Sur cette idée on voit à l’instant qu’il ne faut plus demander à qui il appartient de faire des loix, puisqu’elles sont des actes de la volonté générale ; ni si le Prince est au dessus des loix, puisqu’il est membre de l’État ; ni si la loi peut être injuste, puisque nul n’est injuste envers lui-même ; ni comment on est libre & soumis aux loix, puisqu’elles ne sont que des régistres de nos volontés.

On voit encore que la loi réunissant l’universalité de la volonté & celle de l’objet, ce qu’un homme, quel qu’il puisse être, ordonne de son chef n’est point une loi ; ce qu’ordonne même le Souverain sur un objet particulier n’est pas non plus une loi mais un décret, ni un acte de souveraineté mais de magistrature.

J’appelle donc République tout État régi par des loix, sous quelque forme d’administration que ce puisse être : car alors seulement l’intérêt public gouverne, & la chose publique est quelque chose. Tout Gouvernement légitime est républicain [1] : j’expliquerai ci-après ce que c’est que Gouvernement.
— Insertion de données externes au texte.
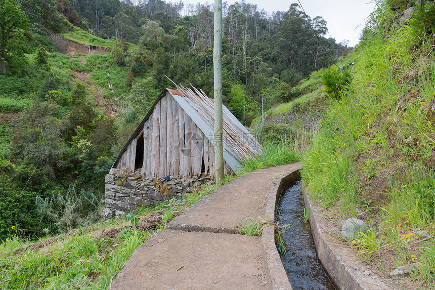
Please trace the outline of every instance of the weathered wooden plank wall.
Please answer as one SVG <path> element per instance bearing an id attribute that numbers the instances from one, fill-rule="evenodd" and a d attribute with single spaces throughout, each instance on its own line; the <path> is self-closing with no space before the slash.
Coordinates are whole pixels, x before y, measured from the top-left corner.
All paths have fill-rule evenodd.
<path id="1" fill-rule="evenodd" d="M 166 99 L 166 108 L 167 110 L 166 134 L 166 172 L 167 175 L 169 175 L 175 176 L 173 175 L 173 170 L 172 170 L 170 165 L 172 162 L 171 158 L 173 154 L 172 152 L 173 147 L 171 146 L 172 143 L 171 143 L 171 140 L 173 138 L 173 117 L 172 115 L 172 98 L 170 96 L 168 96 L 168 94 L 166 93 L 166 97 L 164 99 Z M 173 141 L 172 143 L 173 143 Z"/>
<path id="2" fill-rule="evenodd" d="M 167 97 L 160 100 L 160 156 L 159 158 L 159 177 L 164 177 L 169 175 L 166 171 L 166 134 L 167 132 Z"/>
<path id="3" fill-rule="evenodd" d="M 135 161 L 136 160 L 136 144 L 138 140 L 134 139 L 130 143 L 130 158 L 128 159 L 128 164 L 127 165 L 133 171 L 135 171 Z"/>
<path id="4" fill-rule="evenodd" d="M 173 120 L 173 139 L 171 140 L 171 147 L 172 147 L 172 155 L 171 156 L 171 164 L 170 166 L 172 169 L 172 176 L 178 176 L 180 175 L 180 111 L 181 108 L 176 100 L 170 97 L 172 101 L 172 118 Z"/>
<path id="5" fill-rule="evenodd" d="M 157 103 L 154 107 L 153 112 L 153 138 L 151 146 L 151 176 L 155 177 L 159 175 L 159 162 L 160 149 L 160 103 Z"/>
<path id="6" fill-rule="evenodd" d="M 186 144 L 184 142 L 184 127 L 185 122 L 184 121 L 184 111 L 183 109 L 179 110 L 178 117 L 180 119 L 179 128 L 179 136 L 180 138 L 180 150 L 179 156 L 180 162 L 179 162 L 179 168 L 180 176 L 186 176 L 187 173 L 185 171 L 184 164 L 186 163 L 186 155 L 184 153 Z"/>
<path id="7" fill-rule="evenodd" d="M 208 159 L 209 158 L 209 156 L 208 155 L 208 140 L 207 140 L 207 138 L 205 138 L 205 136 L 204 136 L 203 144 L 204 145 L 204 152 L 202 154 L 202 155 L 204 158 L 204 174 L 208 174 L 208 173 L 210 172 L 210 169 L 208 168 Z"/>
<path id="8" fill-rule="evenodd" d="M 149 151 L 148 151 L 148 146 L 149 146 L 150 136 L 149 128 L 150 128 L 150 119 L 147 120 L 144 123 L 144 160 L 142 164 L 142 170 L 141 172 L 141 175 L 142 176 L 146 176 L 147 168 L 147 162 L 148 160 L 148 156 L 149 156 Z"/>
<path id="9" fill-rule="evenodd" d="M 169 93 L 144 122 L 143 137 L 139 136 L 144 140 L 143 176 L 188 177 L 204 173 L 214 178 L 213 144 Z M 137 139 L 134 139 L 116 168 L 128 167 L 135 170 L 137 144 Z M 226 162 L 224 172 L 233 173 Z"/>
<path id="10" fill-rule="evenodd" d="M 154 118 L 154 111 L 153 111 L 147 121 L 147 128 L 148 130 L 148 141 L 147 144 L 147 147 L 144 148 L 144 154 L 147 155 L 147 165 L 145 168 L 145 173 L 143 176 L 151 176 L 151 162 L 153 158 L 151 150 L 153 146 L 153 118 Z"/>

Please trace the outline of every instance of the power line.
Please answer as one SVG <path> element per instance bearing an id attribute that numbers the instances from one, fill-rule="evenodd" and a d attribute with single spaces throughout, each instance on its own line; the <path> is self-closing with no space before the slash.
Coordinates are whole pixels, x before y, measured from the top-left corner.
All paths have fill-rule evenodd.
<path id="1" fill-rule="evenodd" d="M 305 16 L 307 17 L 307 19 L 309 19 L 309 17 L 308 15 L 307 15 L 307 13 L 305 13 L 305 10 L 303 9 L 303 7 L 302 6 L 302 4 L 300 3 L 300 1 L 299 0 L 297 0 L 297 2 L 299 2 L 299 5 L 300 6 L 300 8 L 302 8 L 302 11 L 303 11 L 303 14 L 305 14 Z M 328 57 L 329 58 L 329 60 L 331 61 L 332 63 L 333 63 L 337 67 L 338 67 L 338 66 L 335 63 L 335 62 L 332 60 L 332 58 L 331 57 L 331 55 L 329 54 L 329 53 L 328 52 L 328 51 L 326 50 L 326 49 L 325 48 L 325 47 L 323 46 L 323 44 L 322 43 L 322 42 L 320 41 L 320 37 L 319 37 L 319 35 L 317 34 L 317 32 L 316 31 L 316 30 L 314 29 L 314 27 L 313 27 L 313 24 L 311 23 L 311 21 L 308 20 L 308 23 L 310 23 L 310 26 L 311 26 L 311 29 L 313 29 L 313 31 L 314 32 L 314 34 L 316 35 L 316 37 L 317 37 L 317 40 L 319 42 L 319 43 L 322 46 L 322 47 L 323 48 L 323 49 L 325 50 L 325 52 L 326 53 L 326 54 L 328 55 Z"/>

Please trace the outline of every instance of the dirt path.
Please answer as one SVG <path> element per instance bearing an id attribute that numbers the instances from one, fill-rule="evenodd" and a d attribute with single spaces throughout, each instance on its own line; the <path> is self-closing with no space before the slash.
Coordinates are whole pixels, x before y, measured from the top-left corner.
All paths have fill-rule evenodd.
<path id="1" fill-rule="evenodd" d="M 111 289 L 267 289 L 262 240 L 233 233 L 265 215 L 275 180 L 299 163 L 257 170 L 215 190 L 140 247 Z"/>

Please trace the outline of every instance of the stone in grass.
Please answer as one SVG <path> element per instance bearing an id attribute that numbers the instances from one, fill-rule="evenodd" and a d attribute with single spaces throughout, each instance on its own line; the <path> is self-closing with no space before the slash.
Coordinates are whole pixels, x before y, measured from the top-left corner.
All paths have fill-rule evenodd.
<path id="1" fill-rule="evenodd" d="M 414 263 L 414 264 L 410 264 L 409 265 L 402 266 L 401 267 L 396 268 L 392 271 L 388 275 L 390 277 L 396 278 L 403 277 L 405 275 L 409 274 L 410 272 L 415 270 L 418 265 L 419 263 Z"/>
<path id="2" fill-rule="evenodd" d="M 415 234 L 417 235 L 417 236 L 418 236 L 421 240 L 424 239 L 429 237 L 429 233 L 426 231 L 417 231 L 415 232 Z"/>
<path id="3" fill-rule="evenodd" d="M 364 221 L 355 218 L 347 219 L 341 227 L 341 235 L 345 239 L 351 239 L 360 232 L 365 232 L 369 227 Z"/>

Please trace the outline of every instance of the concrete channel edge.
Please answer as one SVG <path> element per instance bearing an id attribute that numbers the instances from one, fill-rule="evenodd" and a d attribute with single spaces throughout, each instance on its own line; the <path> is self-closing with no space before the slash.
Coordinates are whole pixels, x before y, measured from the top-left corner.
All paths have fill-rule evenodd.
<path id="1" fill-rule="evenodd" d="M 274 222 L 276 204 L 282 191 L 300 177 L 300 169 L 296 169 L 288 174 L 277 178 L 269 192 L 266 203 L 265 217 L 267 221 Z M 339 249 L 330 244 L 322 236 L 325 232 L 321 228 L 321 217 L 313 206 L 306 192 L 302 189 L 305 206 L 310 213 L 309 222 L 316 254 L 334 284 L 341 290 L 387 289 L 389 287 L 379 279 L 372 281 L 364 277 L 361 271 L 356 271 L 352 264 L 356 261 L 346 261 L 345 254 L 340 253 Z M 265 228 L 262 234 L 262 255 L 266 280 L 270 290 L 291 290 L 291 285 L 282 265 L 281 258 L 275 243 L 274 227 Z M 342 251 L 341 251 L 342 252 Z"/>
<path id="2" fill-rule="evenodd" d="M 266 202 L 266 221 L 275 222 L 276 204 L 283 190 L 300 178 L 299 169 L 277 178 L 272 185 Z M 274 227 L 267 227 L 262 234 L 262 255 L 268 286 L 270 290 L 291 290 L 287 273 L 275 243 Z"/>
<path id="3" fill-rule="evenodd" d="M 366 276 L 362 271 L 354 269 L 356 266 L 362 268 L 363 265 L 350 257 L 348 250 L 339 248 L 328 242 L 326 238 L 327 231 L 323 228 L 325 228 L 323 218 L 319 210 L 312 204 L 303 187 L 302 194 L 305 207 L 309 212 L 309 221 L 317 258 L 335 286 L 341 290 L 389 289 L 378 278 Z"/>

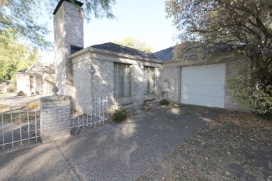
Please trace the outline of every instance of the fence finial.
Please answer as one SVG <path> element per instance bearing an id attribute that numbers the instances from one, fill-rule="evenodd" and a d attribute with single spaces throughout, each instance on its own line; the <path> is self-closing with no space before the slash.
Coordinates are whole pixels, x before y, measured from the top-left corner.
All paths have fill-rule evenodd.
<path id="1" fill-rule="evenodd" d="M 59 88 L 56 86 L 54 86 L 52 91 L 53 92 L 53 95 L 58 95 Z"/>

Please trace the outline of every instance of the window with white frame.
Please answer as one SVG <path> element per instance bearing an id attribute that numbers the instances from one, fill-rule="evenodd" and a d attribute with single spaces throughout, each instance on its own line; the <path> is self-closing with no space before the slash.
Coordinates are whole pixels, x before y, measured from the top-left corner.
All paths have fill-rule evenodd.
<path id="1" fill-rule="evenodd" d="M 155 93 L 155 68 L 144 67 L 144 93 Z"/>
<path id="2" fill-rule="evenodd" d="M 131 95 L 130 65 L 114 63 L 114 97 L 128 97 Z"/>

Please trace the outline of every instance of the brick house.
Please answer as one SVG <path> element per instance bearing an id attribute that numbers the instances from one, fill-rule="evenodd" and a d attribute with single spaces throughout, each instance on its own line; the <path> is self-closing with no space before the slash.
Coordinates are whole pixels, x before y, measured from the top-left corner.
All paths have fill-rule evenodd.
<path id="1" fill-rule="evenodd" d="M 54 65 L 36 62 L 28 69 L 16 72 L 17 90 L 29 95 L 52 95 L 55 79 Z"/>
<path id="2" fill-rule="evenodd" d="M 83 48 L 83 4 L 75 2 L 60 1 L 53 13 L 56 84 L 75 107 L 100 95 L 107 95 L 112 106 L 137 107 L 161 100 L 166 90 L 176 104 L 241 108 L 225 84 L 248 67 L 246 57 L 220 52 L 208 61 L 192 57 L 189 64 L 173 60 L 173 47 L 156 53 L 112 42 Z"/>

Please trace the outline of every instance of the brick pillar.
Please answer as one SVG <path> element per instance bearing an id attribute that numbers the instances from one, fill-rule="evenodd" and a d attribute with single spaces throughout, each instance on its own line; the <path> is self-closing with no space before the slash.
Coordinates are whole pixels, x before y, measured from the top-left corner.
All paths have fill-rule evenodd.
<path id="1" fill-rule="evenodd" d="M 67 95 L 40 97 L 43 143 L 70 136 L 70 101 Z"/>

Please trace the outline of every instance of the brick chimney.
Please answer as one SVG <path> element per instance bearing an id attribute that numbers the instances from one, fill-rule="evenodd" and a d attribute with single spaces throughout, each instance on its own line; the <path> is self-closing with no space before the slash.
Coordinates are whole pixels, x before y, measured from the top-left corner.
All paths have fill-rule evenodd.
<path id="1" fill-rule="evenodd" d="M 75 49 L 83 49 L 83 3 L 75 2 L 61 0 L 53 13 L 56 86 L 59 95 L 72 95 L 72 63 L 68 56 Z"/>

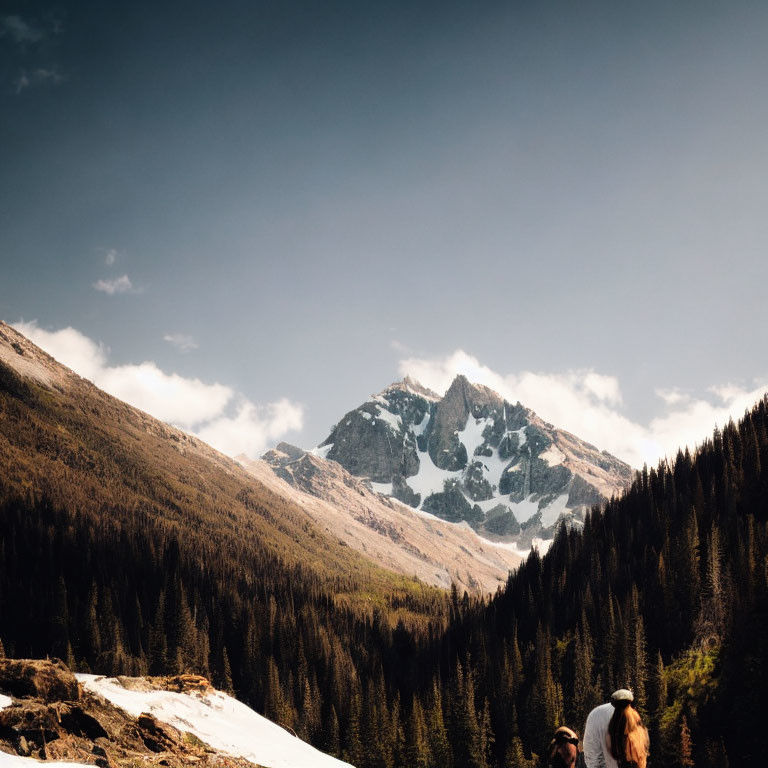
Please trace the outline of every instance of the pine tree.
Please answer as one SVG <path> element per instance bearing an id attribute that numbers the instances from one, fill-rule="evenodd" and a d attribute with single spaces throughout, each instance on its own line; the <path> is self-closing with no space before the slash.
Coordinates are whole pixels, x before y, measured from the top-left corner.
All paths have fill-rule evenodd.
<path id="1" fill-rule="evenodd" d="M 165 637 L 165 592 L 160 592 L 155 620 L 149 629 L 149 673 L 162 675 L 168 670 L 168 643 Z"/>
<path id="2" fill-rule="evenodd" d="M 429 768 L 432 762 L 427 734 L 427 722 L 424 708 L 417 696 L 413 697 L 413 706 L 405 731 L 405 757 L 407 765 L 414 768 Z"/>
<path id="3" fill-rule="evenodd" d="M 432 682 L 426 719 L 427 741 L 431 752 L 429 768 L 451 768 L 453 755 L 443 719 L 443 702 L 437 680 Z"/>
<path id="4" fill-rule="evenodd" d="M 680 724 L 680 765 L 682 768 L 693 768 L 696 765 L 693 762 L 691 731 L 688 728 L 688 720 L 685 715 L 683 715 L 683 721 Z"/>
<path id="5" fill-rule="evenodd" d="M 329 755 L 339 757 L 339 750 L 341 748 L 341 740 L 339 738 L 339 717 L 336 714 L 336 707 L 331 704 L 331 715 L 328 719 L 327 739 L 325 745 L 325 751 Z"/>
<path id="6" fill-rule="evenodd" d="M 234 696 L 235 687 L 232 684 L 232 667 L 229 663 L 229 654 L 227 653 L 227 647 L 223 646 L 221 649 L 221 690 L 224 693 Z"/>

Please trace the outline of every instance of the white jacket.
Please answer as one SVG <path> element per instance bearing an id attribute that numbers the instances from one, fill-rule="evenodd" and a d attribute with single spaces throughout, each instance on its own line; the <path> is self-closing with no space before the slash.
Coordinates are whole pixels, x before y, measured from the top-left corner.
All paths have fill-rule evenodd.
<path id="1" fill-rule="evenodd" d="M 584 762 L 587 768 L 619 768 L 608 750 L 608 723 L 615 709 L 613 704 L 595 707 L 587 717 L 584 726 Z"/>

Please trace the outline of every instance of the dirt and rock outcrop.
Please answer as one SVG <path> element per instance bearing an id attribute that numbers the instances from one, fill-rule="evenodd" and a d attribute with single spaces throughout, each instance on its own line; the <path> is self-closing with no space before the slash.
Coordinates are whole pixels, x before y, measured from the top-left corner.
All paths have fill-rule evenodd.
<path id="1" fill-rule="evenodd" d="M 132 679 L 130 685 L 176 692 L 210 689 L 196 675 Z M 0 751 L 7 754 L 99 768 L 253 768 L 149 713 L 132 717 L 86 690 L 59 659 L 0 659 L 0 692 L 12 700 L 0 709 Z"/>

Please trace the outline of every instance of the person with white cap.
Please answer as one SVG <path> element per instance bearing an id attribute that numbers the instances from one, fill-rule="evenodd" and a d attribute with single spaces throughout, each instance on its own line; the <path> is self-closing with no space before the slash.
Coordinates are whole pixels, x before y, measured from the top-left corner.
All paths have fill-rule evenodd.
<path id="1" fill-rule="evenodd" d="M 645 768 L 648 731 L 642 724 L 632 691 L 620 688 L 607 704 L 595 707 L 584 727 L 587 768 Z"/>

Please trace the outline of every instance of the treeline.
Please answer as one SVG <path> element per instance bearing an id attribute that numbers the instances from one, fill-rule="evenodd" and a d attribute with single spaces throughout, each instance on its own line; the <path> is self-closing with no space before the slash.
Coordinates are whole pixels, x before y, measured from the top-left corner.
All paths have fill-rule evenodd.
<path id="1" fill-rule="evenodd" d="M 454 600 L 437 645 L 444 690 L 474 681 L 460 764 L 534 765 L 557 724 L 583 733 L 593 706 L 630 687 L 652 765 L 761 765 L 766 638 L 763 399 L 695 455 L 638 473 L 583 532 L 561 530 L 489 605 Z"/>
<path id="2" fill-rule="evenodd" d="M 9 655 L 199 672 L 359 768 L 528 768 L 625 686 L 654 766 L 758 764 L 768 401 L 485 601 L 382 575 L 105 395 L 0 385 Z"/>

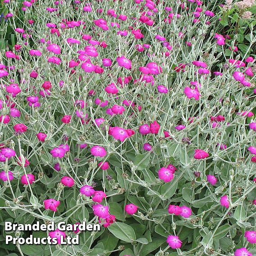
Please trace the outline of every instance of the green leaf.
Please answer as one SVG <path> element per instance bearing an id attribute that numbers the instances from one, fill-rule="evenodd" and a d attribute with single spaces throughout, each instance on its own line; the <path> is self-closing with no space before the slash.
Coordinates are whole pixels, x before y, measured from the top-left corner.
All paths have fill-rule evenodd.
<path id="1" fill-rule="evenodd" d="M 161 187 L 162 200 L 170 198 L 175 193 L 178 187 L 177 175 L 170 182 L 167 182 Z"/>
<path id="2" fill-rule="evenodd" d="M 181 148 L 180 144 L 169 142 L 167 143 L 167 152 L 169 156 L 172 156 L 174 159 L 178 159 Z"/>
<path id="3" fill-rule="evenodd" d="M 234 214 L 235 219 L 238 221 L 243 221 L 246 219 L 245 210 L 242 205 L 238 206 Z"/>
<path id="4" fill-rule="evenodd" d="M 150 161 L 150 154 L 147 152 L 144 154 L 137 155 L 135 156 L 134 165 L 137 167 L 138 170 L 146 169 Z"/>
<path id="5" fill-rule="evenodd" d="M 136 240 L 134 230 L 125 223 L 115 222 L 109 226 L 108 229 L 115 237 L 122 241 L 132 242 Z"/>
<path id="6" fill-rule="evenodd" d="M 182 197 L 188 203 L 192 203 L 194 198 L 192 197 L 193 190 L 188 187 L 183 187 L 182 189 Z"/>
<path id="7" fill-rule="evenodd" d="M 206 245 L 208 245 L 208 246 L 210 246 L 212 244 L 213 239 L 211 238 L 212 234 L 211 231 L 210 231 L 203 238 L 201 241 L 201 243 L 203 246 L 206 246 Z"/>
<path id="8" fill-rule="evenodd" d="M 107 230 L 106 229 L 105 231 L 101 237 L 100 241 L 103 243 L 105 250 L 112 251 L 116 247 L 119 239 L 113 236 L 111 233 L 108 232 Z"/>
<path id="9" fill-rule="evenodd" d="M 24 244 L 20 245 L 20 248 L 22 252 L 28 256 L 43 256 L 44 250 L 42 247 L 39 245 L 27 245 Z M 56 256 L 54 255 L 54 256 Z"/>
<path id="10" fill-rule="evenodd" d="M 166 242 L 165 238 L 154 238 L 151 242 L 144 245 L 140 252 L 140 256 L 147 256 L 150 252 L 155 251 Z"/>
<path id="11" fill-rule="evenodd" d="M 124 218 L 123 215 L 123 210 L 120 204 L 116 202 L 111 202 L 109 203 L 109 205 L 110 214 L 114 215 L 117 219 L 125 220 L 125 218 Z"/>
<path id="12" fill-rule="evenodd" d="M 134 256 L 133 252 L 130 249 L 126 249 L 124 251 L 122 251 L 119 255 L 119 256 L 123 256 L 123 255 L 130 255 Z"/>
<path id="13" fill-rule="evenodd" d="M 223 225 L 223 226 L 221 226 L 221 227 L 219 227 L 214 234 L 213 239 L 214 240 L 218 240 L 222 238 L 228 233 L 230 229 L 230 226 L 229 224 L 225 224 Z"/>
<path id="14" fill-rule="evenodd" d="M 138 238 L 135 240 L 136 242 L 140 242 L 143 244 L 147 244 L 148 243 L 148 241 L 146 238 Z"/>

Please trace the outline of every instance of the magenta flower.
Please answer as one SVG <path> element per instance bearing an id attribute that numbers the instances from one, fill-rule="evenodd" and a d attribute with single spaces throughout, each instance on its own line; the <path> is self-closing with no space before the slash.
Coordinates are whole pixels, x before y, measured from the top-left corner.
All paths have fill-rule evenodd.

  1. (i) Je n’entends pas seulement par ce mot une Aristocratie ou une Démocratie, mais en général tout gouvernement guidé par la volonté générale, qui est la loi. Pour être légitime il ne faut pas que le Gouvernement se confonde avec le Souverain, mais qu’il en soit le ministre : alors la monarchie elle-même est république. Ceci s’éclaircira dans le livre suivant.